Conclusions: Results from the ongoing ATALANTA-1 study show a manageable overall safety profile, with low rates of Grade ≥3 CRS and ICANS and high antitumor activity in all NHL subtypes studied. GLPG5101, a fresh, stem-like, early memory CD19 CAR T-cell therapy manufactured using a rapid decentralized platform, showed robust in vivo expansion and durable persistence. Treatment with GLPG5101 led to promising efficacy and safety across indications in heavily pretreated pts with R/R NHL.

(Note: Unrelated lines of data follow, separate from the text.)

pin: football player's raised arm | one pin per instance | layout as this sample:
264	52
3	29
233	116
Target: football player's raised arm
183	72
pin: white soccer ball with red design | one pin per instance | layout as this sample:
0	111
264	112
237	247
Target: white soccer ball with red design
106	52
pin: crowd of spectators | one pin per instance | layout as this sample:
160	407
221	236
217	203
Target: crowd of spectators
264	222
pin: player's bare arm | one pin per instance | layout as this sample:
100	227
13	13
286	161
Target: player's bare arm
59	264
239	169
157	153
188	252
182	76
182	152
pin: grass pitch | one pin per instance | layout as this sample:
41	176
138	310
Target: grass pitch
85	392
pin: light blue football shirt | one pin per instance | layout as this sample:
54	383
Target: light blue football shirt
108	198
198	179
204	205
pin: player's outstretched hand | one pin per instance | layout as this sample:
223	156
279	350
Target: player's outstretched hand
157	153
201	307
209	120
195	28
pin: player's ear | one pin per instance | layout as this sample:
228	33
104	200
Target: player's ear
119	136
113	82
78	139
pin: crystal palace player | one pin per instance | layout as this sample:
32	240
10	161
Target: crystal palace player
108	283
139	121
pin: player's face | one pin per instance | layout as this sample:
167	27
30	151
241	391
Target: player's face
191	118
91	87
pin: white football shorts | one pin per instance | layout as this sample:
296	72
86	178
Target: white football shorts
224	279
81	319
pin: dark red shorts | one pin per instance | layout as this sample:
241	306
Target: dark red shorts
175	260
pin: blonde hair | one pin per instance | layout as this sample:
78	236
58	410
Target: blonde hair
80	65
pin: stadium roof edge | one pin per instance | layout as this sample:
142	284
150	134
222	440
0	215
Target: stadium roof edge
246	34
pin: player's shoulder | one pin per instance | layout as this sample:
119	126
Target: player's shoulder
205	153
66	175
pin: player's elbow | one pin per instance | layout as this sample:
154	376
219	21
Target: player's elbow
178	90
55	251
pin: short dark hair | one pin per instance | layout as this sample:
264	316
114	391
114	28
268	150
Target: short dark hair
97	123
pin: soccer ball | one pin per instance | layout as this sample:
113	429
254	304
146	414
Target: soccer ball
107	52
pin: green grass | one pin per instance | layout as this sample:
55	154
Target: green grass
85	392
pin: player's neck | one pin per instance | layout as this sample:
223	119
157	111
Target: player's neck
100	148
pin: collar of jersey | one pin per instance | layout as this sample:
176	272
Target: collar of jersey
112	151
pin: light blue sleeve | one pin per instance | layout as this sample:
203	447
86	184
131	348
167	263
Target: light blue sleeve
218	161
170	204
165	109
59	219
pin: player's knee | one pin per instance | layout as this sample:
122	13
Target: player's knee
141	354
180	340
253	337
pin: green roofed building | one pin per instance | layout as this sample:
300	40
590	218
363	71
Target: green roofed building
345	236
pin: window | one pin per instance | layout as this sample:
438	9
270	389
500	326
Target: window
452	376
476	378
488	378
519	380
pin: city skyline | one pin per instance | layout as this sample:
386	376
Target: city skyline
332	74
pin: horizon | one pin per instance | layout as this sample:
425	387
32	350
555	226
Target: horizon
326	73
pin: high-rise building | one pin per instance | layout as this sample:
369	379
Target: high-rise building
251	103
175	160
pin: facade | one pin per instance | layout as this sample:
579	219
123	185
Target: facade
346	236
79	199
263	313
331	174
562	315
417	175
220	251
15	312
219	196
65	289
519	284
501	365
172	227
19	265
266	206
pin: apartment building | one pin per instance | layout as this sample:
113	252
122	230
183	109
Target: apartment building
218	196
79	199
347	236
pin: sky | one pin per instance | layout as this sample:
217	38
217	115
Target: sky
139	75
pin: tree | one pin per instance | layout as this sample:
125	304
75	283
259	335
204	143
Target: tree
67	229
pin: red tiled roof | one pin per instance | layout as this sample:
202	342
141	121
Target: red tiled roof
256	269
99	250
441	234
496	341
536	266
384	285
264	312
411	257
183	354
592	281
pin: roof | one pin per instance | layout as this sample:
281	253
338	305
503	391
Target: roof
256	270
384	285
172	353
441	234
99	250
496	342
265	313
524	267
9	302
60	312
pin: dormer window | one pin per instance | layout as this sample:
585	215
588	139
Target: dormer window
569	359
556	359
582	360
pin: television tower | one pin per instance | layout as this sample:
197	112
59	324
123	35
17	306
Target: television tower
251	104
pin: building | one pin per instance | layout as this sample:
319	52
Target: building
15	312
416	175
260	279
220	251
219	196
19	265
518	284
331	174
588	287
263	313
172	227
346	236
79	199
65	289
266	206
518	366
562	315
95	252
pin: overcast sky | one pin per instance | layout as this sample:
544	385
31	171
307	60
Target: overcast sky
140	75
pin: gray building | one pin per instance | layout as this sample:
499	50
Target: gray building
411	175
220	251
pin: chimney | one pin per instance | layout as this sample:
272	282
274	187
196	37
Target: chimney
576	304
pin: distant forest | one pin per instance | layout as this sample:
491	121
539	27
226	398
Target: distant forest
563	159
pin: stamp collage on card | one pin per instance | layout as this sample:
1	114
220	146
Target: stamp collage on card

Disclosures: Kersten: AbbVie: Other: Travel support; Adicet Bio: Honoraria; BeiGene: Honoraria; BMS/Celgene: Honoraria; Galapagos: Honoraria; Kite, a Gilead company: Honoraria, Research Funding; Miltenyi Biotec: Honoraria; Novartis: Honoraria; Roche: Honoraria. Willems: Gilead: Other: Travel support; Novartis: Honoraria. Liefaard: Galapagos: Current Employment. Milatos: Galapagos: Current holder of stock options in a privately-held company; Galapagos: Current Employment; Novartis: Current equity holder in publicly-traded company; Novartis: Ended employment in the past 24 months. Pont: Lyell Immunopharma: Current equity holder in publicly-traded company; Galapagos: Current Employment, Current holder of stock options in a privately-held company. Vennin: Galapagos: Current Employment. Santermans: Galapagos: Current Employment. van Muyden: Galapagos: Current Employment. Shetty: Galapagos: Current Employment, Current holder of stock options in a privately-held company; Bristol Myers Squibb, United States: Current equity holder in publicly-traded company, Ended employment in the past 24 months. Hoefsmit: Galapagos: Current Employment. Fasan: BMS: Divested equity in a private or publicly-traded company in the past 24 months, Ended employment in the past 24 months; Galapagos: Current equity holder in private company; GLPG: Current Employment. Kuipers: Galapagos: Honoraria. Vermaat: Secura Bio: Consultancy.